Amerika’nın milyonlarca göçmen için bir “fırsatlar diyarı” olduğunun defalarca tekrarlandığını söyleyen Pichai, bunun soyut bir kavram olmadığını ve ülkede bulunanları somut biçimde tanımladığını ifade etti. Son günlerde haberlerde duyulan hoşgörüsüz demeçlerin bu nedenle daha üzücü bir hâl aldığını dile getiren Pichai, ABD’nin belli gruplara ait sesler, fikirler ve katkılar olmadan daha iyi bir yer olacağına dair demeçlere katılmasının mümkün olmadığını belirtti.
Sundar Pichai, teknoloji dünyasında Donald Trump’ın açıklamalarına tepki gösteren ilk üst düzey isim değil. Facebook CEO’su Mark Zuckerberg, sosyal paylaşım sitesinin Müslümanların haklarını korumak için mücadele edeceğini ve onlara “huzurlu ve güvenli bir çalışma ortamı” sağlayacağını belirtmiş, Google’dan Eric Schmidt ise devletlerin liderlerini “insani ilerleme ve hoşgörü” için geniş ölçekli bir mücadele başlatmaya çağırmıştı.

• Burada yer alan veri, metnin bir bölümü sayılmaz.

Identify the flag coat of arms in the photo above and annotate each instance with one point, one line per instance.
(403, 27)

Pichai Google’daki çeşitliliği oldukça “canlı” gördüğünü belirtse de, hem şirketinin hem de Silikon Vadisi’ndeki diğer kuruluşların bu konuda daha fazla adım atması gerektiği biliniyor. Yine de, Sundar Pichai’nin çıkışının genel hatları itibarıyla kulağa fazlasıyla samimi geldiğini söylemekte fayda var. Google CEO’sunun “Saldırı altında olmayanların sesini daha yüksek çıkarması gerekiyor.” sözleri, açıklamasının samimiyetini ortaya koyan bir ibare olarak nitelenebilir.